T9 — Failover regional (R7.1, R7.2, R7.4)

Goal: simular queda da região primária; medir tempo até traffic re-roteado; assertir ≤ 60s e zero data loss.

Setup

# Two regions: primary (us-east) and replica (eu-west)
# DNS health-check has 30s TTL (R7.2)
# Replica DB lags primary by ≤ 5s async replication

Run

# tests/failover/regional.sh
# 1. Verify primary serving
primary_ip=$(dig +short app.koder.dev)
echo "Primary IP: $primary_ip"
curl -fsS "https://app.koder.dev/healthz"

# 2. Inject failure: stop primary region (use deployment-specific cmd)
incus stop --project=us-east app-primary

# 3. Mark t0; poll DNS + healthz until we're routed elsewhere
t0=$(date +%s)
until [ "$(dig +short app.koder.dev | head -1)" != "$primary_ip" ]; do
  sleep 2
  age=$(( $(date +%s) - t0 ))
  if [ $age -gt 120 ]; then
    echo "FAIL: failover > 120s — R7.2 violation"; exit 1
  fi
done
t1=$(date +%s)
echo "Failover completed in $((t1-t0))s"

# 4. Verify replica region serving the latest data
last_id_before=$(curl -fsS "https://app.koder.dev/last-record-id-before-failover")
last_id_after=$(curl -fsS "https://app.koder.dev/items/$last_id_before")
test "$last_id_after" != "404" || {
  echo "FAIL: data lost on failover — R7.4 violation"; exit 1
}

Assert

• Failover window ≤ 60s (default; R7.2).
• Zero data loss for committed writes ≥ replication-lag seconds before the outage.
• /healthz from the new primary returns 200 within ≤ 5s after DNS flip.

Notes

• Replication lag is the data-loss budget. Async replication at ≤ 5s lag means writes done < 5s before outage may not have replicated. Per R7.4, backup snapshots (≥ hourly) bound this further.
• DNS TTL: 30s default per R7.2; tighter TTL = faster failover but more DNS query load. Calibrate per component.
• Anycast components (Koder Jet, Koder ID) skip DNS-flip and use BGP withdrawal; the same outcome (≤ 60s window, zero data loss) applies but the mechanism differs. Anycast-specific recipe pending.

Coverage gate

Per policies/always-on.kmd § Gate de release, a component cannot release if T1–T9 are missing or failing and the gate is not deferred via always-on-debt.md. The auditor koder-spec-audit always-on --strict reads this state and exits non-zero on missing coverage.

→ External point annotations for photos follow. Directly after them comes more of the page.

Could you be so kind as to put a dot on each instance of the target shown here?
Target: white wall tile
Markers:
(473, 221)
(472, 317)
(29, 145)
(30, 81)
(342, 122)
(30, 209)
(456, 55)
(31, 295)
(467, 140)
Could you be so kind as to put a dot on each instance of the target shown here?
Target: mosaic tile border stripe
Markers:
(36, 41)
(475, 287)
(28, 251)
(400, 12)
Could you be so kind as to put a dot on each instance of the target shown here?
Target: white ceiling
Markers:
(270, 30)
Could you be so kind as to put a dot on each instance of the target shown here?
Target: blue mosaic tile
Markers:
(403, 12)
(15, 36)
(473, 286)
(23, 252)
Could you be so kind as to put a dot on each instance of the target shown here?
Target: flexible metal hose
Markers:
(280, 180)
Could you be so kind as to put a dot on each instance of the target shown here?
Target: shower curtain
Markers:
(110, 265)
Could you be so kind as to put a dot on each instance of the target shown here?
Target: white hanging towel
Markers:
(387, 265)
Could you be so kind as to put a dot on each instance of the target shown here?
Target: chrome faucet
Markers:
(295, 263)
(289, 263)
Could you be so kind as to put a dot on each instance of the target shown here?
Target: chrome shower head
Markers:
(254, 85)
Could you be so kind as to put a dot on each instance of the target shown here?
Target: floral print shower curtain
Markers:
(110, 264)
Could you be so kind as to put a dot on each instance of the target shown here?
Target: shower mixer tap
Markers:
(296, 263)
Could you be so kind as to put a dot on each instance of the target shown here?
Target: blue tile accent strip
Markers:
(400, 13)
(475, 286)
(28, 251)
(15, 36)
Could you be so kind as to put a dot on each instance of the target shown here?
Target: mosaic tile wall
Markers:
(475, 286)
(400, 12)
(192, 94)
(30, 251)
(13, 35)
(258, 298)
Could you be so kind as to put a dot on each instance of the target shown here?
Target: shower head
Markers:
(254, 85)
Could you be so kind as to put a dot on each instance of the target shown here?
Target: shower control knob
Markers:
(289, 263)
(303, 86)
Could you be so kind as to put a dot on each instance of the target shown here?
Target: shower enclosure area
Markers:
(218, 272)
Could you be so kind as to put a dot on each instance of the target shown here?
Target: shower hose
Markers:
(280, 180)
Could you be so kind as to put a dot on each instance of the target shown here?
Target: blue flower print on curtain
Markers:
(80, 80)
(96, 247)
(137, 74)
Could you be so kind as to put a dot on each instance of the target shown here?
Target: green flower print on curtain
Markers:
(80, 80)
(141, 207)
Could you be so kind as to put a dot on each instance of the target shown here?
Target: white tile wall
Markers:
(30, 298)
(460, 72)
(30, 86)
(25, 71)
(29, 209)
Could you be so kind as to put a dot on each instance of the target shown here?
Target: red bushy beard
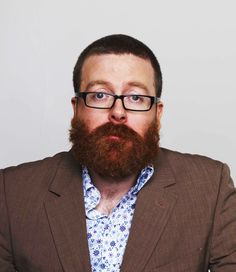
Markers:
(115, 151)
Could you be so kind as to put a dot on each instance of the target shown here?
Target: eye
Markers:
(136, 98)
(99, 95)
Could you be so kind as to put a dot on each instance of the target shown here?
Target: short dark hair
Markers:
(118, 44)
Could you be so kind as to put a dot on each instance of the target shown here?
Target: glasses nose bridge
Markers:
(121, 97)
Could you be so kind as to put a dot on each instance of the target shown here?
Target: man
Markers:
(117, 201)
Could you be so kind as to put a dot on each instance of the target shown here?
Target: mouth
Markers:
(113, 138)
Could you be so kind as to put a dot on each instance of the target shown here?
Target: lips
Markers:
(113, 138)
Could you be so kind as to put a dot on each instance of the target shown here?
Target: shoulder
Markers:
(193, 165)
(32, 174)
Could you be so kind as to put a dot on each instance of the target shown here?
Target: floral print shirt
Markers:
(108, 234)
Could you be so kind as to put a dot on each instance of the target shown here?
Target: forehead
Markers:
(118, 70)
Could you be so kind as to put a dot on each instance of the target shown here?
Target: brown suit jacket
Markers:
(185, 218)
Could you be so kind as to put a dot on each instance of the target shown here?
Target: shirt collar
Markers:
(142, 179)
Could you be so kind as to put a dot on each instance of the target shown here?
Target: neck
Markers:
(110, 188)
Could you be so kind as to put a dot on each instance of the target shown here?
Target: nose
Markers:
(118, 114)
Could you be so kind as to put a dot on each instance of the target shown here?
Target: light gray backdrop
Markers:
(195, 42)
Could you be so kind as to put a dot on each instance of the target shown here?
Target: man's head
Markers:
(118, 44)
(116, 111)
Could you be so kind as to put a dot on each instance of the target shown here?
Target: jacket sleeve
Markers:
(6, 259)
(223, 244)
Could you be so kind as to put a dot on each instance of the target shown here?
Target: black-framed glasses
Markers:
(133, 102)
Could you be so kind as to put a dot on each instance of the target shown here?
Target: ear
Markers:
(74, 103)
(159, 111)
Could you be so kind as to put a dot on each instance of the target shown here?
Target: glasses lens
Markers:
(137, 102)
(99, 100)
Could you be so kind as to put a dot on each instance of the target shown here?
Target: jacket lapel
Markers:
(153, 208)
(66, 215)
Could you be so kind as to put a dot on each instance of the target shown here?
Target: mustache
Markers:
(109, 129)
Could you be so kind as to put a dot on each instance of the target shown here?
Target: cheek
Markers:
(141, 124)
(92, 117)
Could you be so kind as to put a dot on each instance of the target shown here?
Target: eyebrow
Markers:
(108, 84)
(97, 82)
(138, 84)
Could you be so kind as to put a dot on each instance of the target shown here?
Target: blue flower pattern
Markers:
(108, 234)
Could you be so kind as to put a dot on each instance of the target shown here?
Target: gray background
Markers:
(195, 42)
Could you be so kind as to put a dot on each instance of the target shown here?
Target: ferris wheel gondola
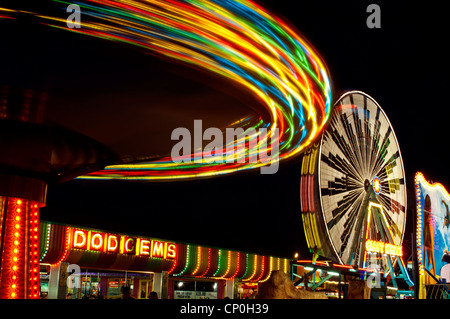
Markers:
(353, 182)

Per-component implementation lives in <component>/tests/ paths:

Status

• v0.1 (2026-05-24): receitas iniciais. T1–T5 e T9 têm exemplos reusáveis. T7 depende de SDKs Dart (koder_test_input, koder_test_state) — verificar versão antes de copiar.
• Promoção pra v1.0: depois que ≥ 3 componentes shipparem ao menos T1+T3+T5 e validarem as receitas em produção.
• Próximas slices: receita pra IPC entre apps Koder (combina com specs/ipc/protocol.kmd); receita anycast/BGP pro T9 alternativo.